The LED needs 20mA for full brightness and at that current has a forward voltage drop of 2.0V. The transistor I am using, 2N3904 has a saturation voltage of 0.2V. Also, I am using a 5V supply. So the collector resistor comes out to be Rc=(5-2-0.2)/(20*10^-3) = 140Ohm.
Now the minimum Hfe specified on the datasheet of the 2N3904 is 30, so I used that to find the base current as Ib = 20/30 = 666uA. Assuming Vbe of 0.7 volt, the base resistor can be found to be Rb = 6456Ohm. I can use the closest 6.2k.
Yes, that all looks OK, very thorough.
A few wrinkles you may want to consider.
hFE=30 is quite conservative for a small signal transistor. hFE varies a bit with collector current, you may find that it's more at the particular current you're running at.

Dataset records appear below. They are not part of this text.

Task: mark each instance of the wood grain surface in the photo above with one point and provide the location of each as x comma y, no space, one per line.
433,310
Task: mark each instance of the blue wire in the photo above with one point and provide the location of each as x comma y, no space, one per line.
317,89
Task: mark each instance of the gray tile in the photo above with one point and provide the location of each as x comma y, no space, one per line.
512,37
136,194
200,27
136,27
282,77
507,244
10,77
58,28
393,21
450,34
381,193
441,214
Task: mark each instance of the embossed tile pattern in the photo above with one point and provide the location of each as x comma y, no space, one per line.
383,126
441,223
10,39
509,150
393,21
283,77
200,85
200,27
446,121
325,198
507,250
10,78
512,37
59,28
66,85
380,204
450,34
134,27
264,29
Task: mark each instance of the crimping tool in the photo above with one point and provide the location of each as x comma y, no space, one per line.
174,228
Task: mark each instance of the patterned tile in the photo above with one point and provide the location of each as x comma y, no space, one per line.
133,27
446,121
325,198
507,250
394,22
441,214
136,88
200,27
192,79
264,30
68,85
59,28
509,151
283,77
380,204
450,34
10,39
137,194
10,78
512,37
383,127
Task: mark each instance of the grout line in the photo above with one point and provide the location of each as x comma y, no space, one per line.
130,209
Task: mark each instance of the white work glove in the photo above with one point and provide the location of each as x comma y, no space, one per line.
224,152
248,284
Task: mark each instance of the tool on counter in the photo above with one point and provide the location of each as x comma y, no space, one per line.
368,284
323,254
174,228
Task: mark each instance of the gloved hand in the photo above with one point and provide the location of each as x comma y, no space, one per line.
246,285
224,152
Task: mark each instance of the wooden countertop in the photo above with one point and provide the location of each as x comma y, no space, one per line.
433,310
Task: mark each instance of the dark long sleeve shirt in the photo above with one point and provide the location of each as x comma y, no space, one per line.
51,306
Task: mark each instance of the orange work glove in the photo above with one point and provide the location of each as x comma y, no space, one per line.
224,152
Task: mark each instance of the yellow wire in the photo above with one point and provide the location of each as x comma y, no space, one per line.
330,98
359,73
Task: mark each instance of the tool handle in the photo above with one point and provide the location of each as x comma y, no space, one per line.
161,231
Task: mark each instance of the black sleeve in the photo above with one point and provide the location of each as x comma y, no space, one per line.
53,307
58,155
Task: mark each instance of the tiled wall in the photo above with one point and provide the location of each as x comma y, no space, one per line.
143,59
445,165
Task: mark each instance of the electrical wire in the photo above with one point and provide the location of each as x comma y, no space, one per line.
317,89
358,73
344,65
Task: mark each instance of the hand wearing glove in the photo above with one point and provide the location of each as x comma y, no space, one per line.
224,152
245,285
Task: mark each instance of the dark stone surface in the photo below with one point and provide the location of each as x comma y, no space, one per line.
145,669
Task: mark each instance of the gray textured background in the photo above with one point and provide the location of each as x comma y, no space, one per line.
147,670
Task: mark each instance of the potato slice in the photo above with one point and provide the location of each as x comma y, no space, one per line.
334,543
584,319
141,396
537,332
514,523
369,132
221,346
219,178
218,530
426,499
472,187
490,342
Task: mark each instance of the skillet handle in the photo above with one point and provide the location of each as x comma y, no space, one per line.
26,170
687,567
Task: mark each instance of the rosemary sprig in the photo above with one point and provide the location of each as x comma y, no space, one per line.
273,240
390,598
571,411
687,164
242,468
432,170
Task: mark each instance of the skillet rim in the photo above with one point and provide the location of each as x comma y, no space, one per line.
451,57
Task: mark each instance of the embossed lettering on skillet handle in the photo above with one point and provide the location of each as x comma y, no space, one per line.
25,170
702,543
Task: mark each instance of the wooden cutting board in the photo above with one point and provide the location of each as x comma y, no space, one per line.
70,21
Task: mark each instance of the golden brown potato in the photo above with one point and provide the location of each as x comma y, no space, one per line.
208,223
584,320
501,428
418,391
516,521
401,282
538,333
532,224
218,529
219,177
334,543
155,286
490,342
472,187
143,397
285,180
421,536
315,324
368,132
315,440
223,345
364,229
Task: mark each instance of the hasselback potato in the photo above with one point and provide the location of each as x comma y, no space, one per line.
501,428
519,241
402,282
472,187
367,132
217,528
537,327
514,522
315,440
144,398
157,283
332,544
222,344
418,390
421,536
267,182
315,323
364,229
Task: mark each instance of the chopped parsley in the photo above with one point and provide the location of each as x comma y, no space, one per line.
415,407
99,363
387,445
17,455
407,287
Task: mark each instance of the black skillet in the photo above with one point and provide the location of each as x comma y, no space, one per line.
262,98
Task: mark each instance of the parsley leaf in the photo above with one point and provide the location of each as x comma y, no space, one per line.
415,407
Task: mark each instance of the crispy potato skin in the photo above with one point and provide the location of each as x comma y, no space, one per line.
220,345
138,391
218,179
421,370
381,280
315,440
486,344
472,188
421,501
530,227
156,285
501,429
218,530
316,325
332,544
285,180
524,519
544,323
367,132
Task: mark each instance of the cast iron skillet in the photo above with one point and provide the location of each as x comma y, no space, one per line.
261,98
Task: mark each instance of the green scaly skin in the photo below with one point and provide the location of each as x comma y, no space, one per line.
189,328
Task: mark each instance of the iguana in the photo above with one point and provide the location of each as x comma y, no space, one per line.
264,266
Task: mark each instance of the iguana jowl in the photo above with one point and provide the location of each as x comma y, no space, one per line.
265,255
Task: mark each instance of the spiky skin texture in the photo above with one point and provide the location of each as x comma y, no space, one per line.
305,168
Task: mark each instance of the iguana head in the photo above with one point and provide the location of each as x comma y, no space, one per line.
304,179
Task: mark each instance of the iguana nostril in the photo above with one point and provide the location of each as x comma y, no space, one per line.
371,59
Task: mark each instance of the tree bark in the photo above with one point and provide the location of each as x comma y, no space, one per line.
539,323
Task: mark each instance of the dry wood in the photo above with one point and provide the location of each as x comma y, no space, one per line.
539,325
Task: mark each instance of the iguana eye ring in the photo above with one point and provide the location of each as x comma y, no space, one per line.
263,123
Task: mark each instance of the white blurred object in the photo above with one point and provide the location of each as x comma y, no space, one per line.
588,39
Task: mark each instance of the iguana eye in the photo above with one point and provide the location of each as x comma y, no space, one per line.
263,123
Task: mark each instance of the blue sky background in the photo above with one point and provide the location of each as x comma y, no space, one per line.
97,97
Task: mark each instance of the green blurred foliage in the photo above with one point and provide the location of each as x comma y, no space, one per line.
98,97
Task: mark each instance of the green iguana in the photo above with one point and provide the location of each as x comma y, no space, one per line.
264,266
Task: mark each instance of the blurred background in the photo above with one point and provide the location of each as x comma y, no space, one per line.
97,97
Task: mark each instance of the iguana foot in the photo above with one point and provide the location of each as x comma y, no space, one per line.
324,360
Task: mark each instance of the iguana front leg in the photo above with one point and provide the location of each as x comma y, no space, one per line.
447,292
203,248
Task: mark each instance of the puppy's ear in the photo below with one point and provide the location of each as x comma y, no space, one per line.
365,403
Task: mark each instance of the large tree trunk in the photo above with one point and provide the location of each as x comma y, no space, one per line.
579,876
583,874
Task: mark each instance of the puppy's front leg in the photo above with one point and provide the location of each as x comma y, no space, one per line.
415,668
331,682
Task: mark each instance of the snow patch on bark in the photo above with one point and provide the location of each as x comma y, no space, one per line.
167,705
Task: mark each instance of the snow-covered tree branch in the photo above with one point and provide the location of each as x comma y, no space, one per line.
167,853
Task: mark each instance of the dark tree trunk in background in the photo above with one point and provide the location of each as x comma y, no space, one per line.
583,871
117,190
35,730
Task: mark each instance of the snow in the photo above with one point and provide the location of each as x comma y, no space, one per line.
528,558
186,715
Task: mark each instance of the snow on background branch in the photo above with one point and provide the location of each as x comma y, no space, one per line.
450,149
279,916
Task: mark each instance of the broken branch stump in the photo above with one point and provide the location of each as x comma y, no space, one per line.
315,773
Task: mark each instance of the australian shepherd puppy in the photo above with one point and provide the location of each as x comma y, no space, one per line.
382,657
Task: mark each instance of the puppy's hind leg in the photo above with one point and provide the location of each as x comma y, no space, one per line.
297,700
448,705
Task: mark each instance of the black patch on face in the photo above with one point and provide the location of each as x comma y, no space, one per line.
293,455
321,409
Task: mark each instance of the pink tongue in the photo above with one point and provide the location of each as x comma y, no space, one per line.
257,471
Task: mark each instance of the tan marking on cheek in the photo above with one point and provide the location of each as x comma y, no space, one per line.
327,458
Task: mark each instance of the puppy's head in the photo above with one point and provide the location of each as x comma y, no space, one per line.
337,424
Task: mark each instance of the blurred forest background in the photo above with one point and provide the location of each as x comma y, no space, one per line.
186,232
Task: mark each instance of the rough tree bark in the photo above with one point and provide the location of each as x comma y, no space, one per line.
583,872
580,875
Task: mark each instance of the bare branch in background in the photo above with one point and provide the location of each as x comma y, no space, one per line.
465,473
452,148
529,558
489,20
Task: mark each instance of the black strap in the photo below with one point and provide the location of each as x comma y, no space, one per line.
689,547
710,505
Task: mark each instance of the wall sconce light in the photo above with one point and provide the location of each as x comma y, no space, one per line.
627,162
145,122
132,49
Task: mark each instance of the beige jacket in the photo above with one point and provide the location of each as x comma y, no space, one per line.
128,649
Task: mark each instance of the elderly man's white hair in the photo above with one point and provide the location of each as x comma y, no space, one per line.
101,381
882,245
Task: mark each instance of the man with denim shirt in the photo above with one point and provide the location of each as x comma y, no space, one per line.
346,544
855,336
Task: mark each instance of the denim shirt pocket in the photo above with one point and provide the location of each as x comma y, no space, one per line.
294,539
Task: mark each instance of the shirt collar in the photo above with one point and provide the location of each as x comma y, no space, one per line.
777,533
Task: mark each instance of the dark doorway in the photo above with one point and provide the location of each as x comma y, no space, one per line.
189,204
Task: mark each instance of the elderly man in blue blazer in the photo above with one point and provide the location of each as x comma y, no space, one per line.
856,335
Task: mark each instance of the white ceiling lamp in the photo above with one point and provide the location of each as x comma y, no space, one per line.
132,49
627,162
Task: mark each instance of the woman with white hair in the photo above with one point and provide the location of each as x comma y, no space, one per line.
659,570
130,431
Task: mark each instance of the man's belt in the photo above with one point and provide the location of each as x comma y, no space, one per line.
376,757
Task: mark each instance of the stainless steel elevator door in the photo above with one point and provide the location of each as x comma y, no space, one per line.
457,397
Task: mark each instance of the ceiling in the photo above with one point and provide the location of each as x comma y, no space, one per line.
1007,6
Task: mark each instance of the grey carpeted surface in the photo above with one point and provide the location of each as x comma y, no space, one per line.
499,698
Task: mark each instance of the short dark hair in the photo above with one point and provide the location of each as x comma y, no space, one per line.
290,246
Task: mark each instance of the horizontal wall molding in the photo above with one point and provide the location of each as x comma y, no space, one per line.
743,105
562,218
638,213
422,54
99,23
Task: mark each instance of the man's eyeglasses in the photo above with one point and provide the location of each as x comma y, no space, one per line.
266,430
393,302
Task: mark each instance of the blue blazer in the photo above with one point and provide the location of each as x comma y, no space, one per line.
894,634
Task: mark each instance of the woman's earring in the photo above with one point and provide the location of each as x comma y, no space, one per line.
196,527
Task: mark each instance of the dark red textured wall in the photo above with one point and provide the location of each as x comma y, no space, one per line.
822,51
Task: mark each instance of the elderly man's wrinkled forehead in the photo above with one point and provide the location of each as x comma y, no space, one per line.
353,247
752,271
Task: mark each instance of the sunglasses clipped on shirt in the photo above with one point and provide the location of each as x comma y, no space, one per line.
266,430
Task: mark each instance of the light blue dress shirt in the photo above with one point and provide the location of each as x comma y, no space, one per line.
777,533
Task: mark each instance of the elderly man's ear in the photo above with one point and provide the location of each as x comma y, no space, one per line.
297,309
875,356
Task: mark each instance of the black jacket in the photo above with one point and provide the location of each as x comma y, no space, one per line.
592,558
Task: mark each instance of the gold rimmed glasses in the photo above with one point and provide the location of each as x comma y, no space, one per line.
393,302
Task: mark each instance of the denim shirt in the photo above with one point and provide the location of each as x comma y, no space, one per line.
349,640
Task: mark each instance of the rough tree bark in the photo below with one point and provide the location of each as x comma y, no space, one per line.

However, there's no harm to running a high base current, as long as it doesn't exceed base current and transistor dissipation limitations. Looking at the (ON semi) data sheet, hFE is 100min for Ic=10mA, and 60min for Ic=50mA.
Though you're using a switch to provide the base current, if you were to use a logic or uC output pin, there would be an additional drop which ought to be negligible at that current for CMOS families, but might be significant with old fashioned TTL, or an op-amp with non-R2R output.
Check the maximum current permitted for the LED. All things have a tolerance, your 5v supply could be higher, your 140ohm resistor could be lower, and you might find that with VCEsat lower than max as well, the LED current is higher than you expect. LEDs are very easy to see, not like a filament lamp whose brightness changes strongly with temperature, and you might see very little perceptual difference between 10mA and 20mA drive. 220 and 330ohm are common choices for the dropper from 5v to a red LED, and give currents comfortably below 20mA.